Break the task down into smaller steps and use the LLM for less critical parts — for example, summarisation, suggesting wording, or templating. For these tasks, you can usually use a smaller and less sophisticated model.
Have a human craft the response, but use the LLM as an additional layer of error detection, reducing the potential for costly mistakes.

What you need to remember is that LLMs excel in certain areas, less so in others.

For legal services, they are great at: processing vast information volumes beyond human capacity, such as finding relevant information in a large volume of documents where keyword search is not sufficient.

They also are great at highlighting potential issues in minor claims that you might otherwise automatically approve because a review is not economically viable, redacting sensitive information in documents that require understanding of context such as medical information and classifying documents.

The imperative of flexibility

Another mistake legal professionals can often make is to restrict themselves with inflexible infrastructures. In-house operational leaders may not see this now, because they are experimenting with lots of models. But once they start prioritizing one, that’s a dangerous path.

This is especially so when a new model emerges, showing superior capabilities or niche specializations.

Adapting to these changes with an inelastic system would mean a painful and expensive overhaul. The solution?

Choose a multimodal strategy from the outset and opt for an infrastructure that facilitates model swaps with minimal customisation. Any LLM provider that can’t give you this — or at least a roadmap for this — isn’t going to serve you well for the long term.

Anticipating the evolution of LLMs

In the coming years, we think the market will stop living and dying by OpenAI’s board movements. We can expect diverse LLM methodologies to emerge, driving down costs.

Market leaders will change; while it's GPT today, Alpaca might lead tomorrow. And so the most important thing businesses can do is to build in the knowledge and flexibility to switch between these options instead of focusing on size.

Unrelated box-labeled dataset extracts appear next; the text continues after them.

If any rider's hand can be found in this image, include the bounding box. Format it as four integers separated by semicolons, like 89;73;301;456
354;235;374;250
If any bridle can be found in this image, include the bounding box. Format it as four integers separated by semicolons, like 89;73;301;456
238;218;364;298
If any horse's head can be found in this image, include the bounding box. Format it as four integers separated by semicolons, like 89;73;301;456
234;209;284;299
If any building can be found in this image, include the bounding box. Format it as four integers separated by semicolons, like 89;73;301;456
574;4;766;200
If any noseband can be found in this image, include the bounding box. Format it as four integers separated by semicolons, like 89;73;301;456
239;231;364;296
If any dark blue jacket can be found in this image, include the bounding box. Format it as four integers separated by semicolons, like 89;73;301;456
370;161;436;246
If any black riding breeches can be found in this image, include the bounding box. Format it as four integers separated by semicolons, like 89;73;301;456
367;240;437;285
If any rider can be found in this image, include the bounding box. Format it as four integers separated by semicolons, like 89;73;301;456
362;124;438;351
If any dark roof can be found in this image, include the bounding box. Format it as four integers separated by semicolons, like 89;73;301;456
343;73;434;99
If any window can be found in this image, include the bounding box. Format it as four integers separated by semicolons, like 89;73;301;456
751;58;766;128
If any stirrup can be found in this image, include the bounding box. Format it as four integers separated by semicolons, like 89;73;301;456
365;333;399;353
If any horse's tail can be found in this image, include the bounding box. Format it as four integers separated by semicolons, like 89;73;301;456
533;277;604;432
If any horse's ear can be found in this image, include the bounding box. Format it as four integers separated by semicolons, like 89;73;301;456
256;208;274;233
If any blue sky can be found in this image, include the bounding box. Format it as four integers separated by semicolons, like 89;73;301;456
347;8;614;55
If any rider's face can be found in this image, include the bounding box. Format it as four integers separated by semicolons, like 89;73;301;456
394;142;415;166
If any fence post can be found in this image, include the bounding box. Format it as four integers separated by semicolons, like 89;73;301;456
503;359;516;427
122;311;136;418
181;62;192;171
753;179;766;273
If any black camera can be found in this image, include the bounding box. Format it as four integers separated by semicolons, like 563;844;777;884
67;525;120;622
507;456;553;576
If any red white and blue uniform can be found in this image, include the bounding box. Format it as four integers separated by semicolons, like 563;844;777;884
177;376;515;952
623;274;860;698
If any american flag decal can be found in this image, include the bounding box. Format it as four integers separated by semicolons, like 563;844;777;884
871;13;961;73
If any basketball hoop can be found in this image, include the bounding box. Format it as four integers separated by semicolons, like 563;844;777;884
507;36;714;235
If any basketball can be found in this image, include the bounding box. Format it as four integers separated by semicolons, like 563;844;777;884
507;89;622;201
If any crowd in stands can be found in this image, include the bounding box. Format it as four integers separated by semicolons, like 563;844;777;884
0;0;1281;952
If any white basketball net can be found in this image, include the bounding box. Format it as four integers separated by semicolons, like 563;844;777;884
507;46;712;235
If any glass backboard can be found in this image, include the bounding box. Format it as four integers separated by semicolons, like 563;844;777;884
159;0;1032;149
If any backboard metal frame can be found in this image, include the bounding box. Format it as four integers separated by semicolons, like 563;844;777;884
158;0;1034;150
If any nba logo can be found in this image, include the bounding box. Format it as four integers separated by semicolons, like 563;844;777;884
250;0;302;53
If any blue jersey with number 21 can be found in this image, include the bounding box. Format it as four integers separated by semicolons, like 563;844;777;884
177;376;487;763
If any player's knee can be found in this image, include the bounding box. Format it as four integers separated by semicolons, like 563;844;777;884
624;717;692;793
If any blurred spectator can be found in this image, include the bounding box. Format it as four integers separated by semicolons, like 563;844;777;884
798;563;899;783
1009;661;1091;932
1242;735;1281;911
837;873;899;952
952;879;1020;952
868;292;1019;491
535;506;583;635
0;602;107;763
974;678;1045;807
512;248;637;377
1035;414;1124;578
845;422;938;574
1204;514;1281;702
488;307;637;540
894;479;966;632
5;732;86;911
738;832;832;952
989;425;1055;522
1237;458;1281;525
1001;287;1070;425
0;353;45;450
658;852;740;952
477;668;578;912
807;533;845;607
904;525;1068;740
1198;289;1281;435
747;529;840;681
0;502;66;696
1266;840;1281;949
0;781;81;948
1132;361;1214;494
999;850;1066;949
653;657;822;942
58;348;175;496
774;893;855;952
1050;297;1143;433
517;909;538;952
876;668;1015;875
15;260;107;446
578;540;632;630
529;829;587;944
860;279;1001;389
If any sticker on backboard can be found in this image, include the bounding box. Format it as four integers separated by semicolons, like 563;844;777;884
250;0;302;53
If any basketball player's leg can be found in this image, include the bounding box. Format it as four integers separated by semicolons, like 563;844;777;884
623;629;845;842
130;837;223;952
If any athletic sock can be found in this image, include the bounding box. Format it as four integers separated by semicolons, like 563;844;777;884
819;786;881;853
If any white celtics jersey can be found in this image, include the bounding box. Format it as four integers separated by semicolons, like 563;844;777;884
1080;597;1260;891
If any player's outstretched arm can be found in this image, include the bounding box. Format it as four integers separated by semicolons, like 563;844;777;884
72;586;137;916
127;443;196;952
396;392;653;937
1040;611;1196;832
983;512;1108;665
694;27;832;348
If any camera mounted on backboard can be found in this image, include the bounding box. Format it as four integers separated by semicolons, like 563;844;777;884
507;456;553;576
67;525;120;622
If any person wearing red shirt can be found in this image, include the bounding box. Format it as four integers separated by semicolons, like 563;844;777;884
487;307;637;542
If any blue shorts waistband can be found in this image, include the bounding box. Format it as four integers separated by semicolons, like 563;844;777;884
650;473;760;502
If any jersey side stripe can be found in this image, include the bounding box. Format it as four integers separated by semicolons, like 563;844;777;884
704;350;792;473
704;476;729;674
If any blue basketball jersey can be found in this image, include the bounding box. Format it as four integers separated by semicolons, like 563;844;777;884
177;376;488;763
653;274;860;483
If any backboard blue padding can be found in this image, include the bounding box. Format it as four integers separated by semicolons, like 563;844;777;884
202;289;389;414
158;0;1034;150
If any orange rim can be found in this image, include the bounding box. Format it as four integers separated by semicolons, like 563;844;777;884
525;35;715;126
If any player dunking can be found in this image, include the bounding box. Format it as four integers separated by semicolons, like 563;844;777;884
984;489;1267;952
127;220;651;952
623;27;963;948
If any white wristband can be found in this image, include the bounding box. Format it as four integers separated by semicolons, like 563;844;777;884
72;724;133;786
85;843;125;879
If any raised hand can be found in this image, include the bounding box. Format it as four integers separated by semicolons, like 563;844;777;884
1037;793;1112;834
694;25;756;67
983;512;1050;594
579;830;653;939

The concept of "forking" in LLMs will also become prominent. This involves adapting a base model like Llama for specific applications, such as Scottish law or unique financial challenges. As the field evolves, we might see hundreds of thousands of forks, each crafted for distinct roles.

To prepare for this, law firms and in-house legal teams should champion testing with various models and prioritizing modularity, ensuring diverse model compatibility.

They should also align the capabilities of today's models with both current and foreseeable demands, and project costs on that basis – for right now, but also for in two years’ time when it’s rolled out to the whole company.

These are the only ways legal professionals can both jump on the LLM wave and avoid excruciating costs.